Myasthenia gravis (MG) is an autoimmune disorder that affects the neuromuscular junction (NMJ) at the postsynaptic level. Its name is derived from both Greek and Latin words meaning “grave muscular weakness.” Although the cause of the disorder is unknown, the role of immune responses in its disease process is well established. The person’s own immune system abnormally creates antibodies that circulate in the body and attack the nicotinic acetylcholine receptor. In normal voluntary muscle function, impulses from the brain are sent down the nerves to where the axon terminal meets the muscle fibers. A nerve action potential is created and acetylcholine (ACh) is released into the synapse. This eventually leads to muscle contraction when ACh has activated enough receptors. In myasthenia gravis, there is up to an 80 percent decrease in ACh receptors, which leads to dysfunction at the NMJ as well as produces sensory dysfunction (MGFA, 2010). Thus, the nerves cannot communicate with the muscles the way that they should.
MG is not rare, with a prevalence of 50 to 125 cases per million persons (MGFA, 2010).

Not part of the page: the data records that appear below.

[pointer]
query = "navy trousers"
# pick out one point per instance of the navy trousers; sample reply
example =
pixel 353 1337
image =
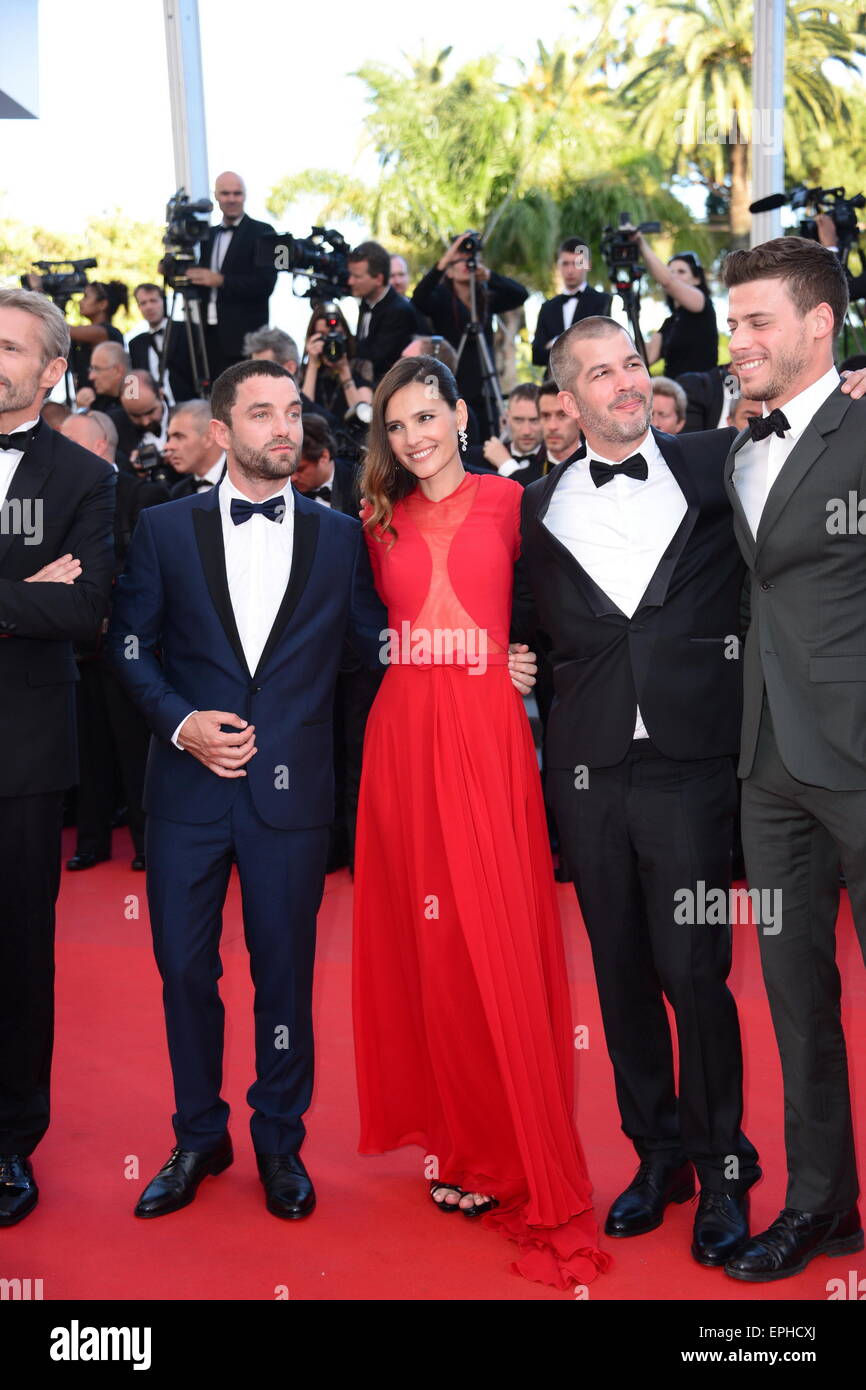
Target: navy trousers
pixel 281 883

However, this number may be much higher as MG is thought to be underdiagnosed. The incidence is age- and sex-related, generally affecting women less than 40 years old and men greater than 60 years old. The cardinal features are weakness and fatigue of skeletal muscles. The weakness tends to increase with repeated activity and improve with rest. Ptosis (drooping eyelid) and diplopia (double vision) occur early in the majority of patients. Weakness remains localized to the extraocular and eyelid muscles in about 15 percent of patients (MGFA, 2010). When the facial muscles are affected, there may be a characteristic flattened smile, “mushy” or nasal speech, and difficulty in chewing and swallowing. Generalized weakness develops in most patients. If weakness of respiration becomes severe enough to require mechanical ventilation, the patient is said to be in crisis. Some patients may have symptoms only late in the day or after physical exertion. This disorder is highly treatable so prompt recognition is crucial.
Patients experiencing muscle pain that does not affect all skeletal muscles, such as arm and leg weakness with no eye muscle symptoms, are not likely to have MG. A variety of neurological conditions can mimic MG, such as botulism and amyotrophic lateral sclerosis. In addition, a large number of medications that can cause a patient to experience muscle weakness must be addressed before diagnosing the disease as MG. The list includes but is not limited to antibiotics, cardiovascular agents, and other various drugs.
The most sensitive test for MG is an ACh receptor antibody (AChR-Ab); however, not all patients with MG will present with positive antibodies. Another test to determine MG is to give the patient in question a medication—edrophonium (an acetylcholinesterase inhibitor)—and evaluate the response. This medication prevents the breakdown of ACh and therefore allows more receptors to interact with the muscle fibers. After a patient receives the drug, health care providers look for an unequivocal increase in strength. A subjective feeling of strength increase will not be enough to diagnose MG. Thus, an objective finding by the provider can be used, such as if the person’s drooping eyelids improve. Clinicians can also use electrodiagnostic studies that look at nerve conduction, repetitive nerve stimulation, exercise testing, and sometimes an electromyelogram.
Prior to 1958, the mortality rate for MG patients was very high, most had deteriorating symptoms, and very few patients improved. Since then, the mortality rate is essentially zero, and many patients lead normal functioning lives. There are four ways of treating MG: (1) acetylcholinesterase inhibitors (ACh-i), (2) thymectomy, (3) immunosuppression, and (4) plasma-exchange or immune globulin.
As discussed previously, an ACh-i will improve muscle strength in MG patients and these are popular methods of treatment. The drugs will be tailored to the patients’ needs and the doses can range as well. Higher doses, however, can exacerbate muscle weakness. Since the thymus has been implicated in MG, those between puberty and age 60 should have their thymus surgically removed. The goal for any patient undergoing this procedure is remission of the disease, or at least great improvement of MG that limits the need for other medications.
Immunosuppressive therapy is indicated when the patient experiences progressive weakness despite treatment with anticholinergic drugs. Because suppressing the body’s immune system puts patients at higher risk for infection and many other side effects, the decision to step up therapy is made after weighing the costs and benefits. Patients on these drugs should do their best to take care of their health like hand washing, eating well, and being vaccinated, because they will not be able to fight simple infections.
Plasmaphoresis is a technique that takes the plasma out of the patient, cleans it by taking out the ACh antibodies, and puts it back into the patient. This procedure is typically performed when an MG patient is having a crisis or if a patient is undergoing a surgical thymectomy. The effect of this treatment is seen very rapidly, but then it goes away after a few weeks, which is why this is used in emergency situations and not for long-term treatment options.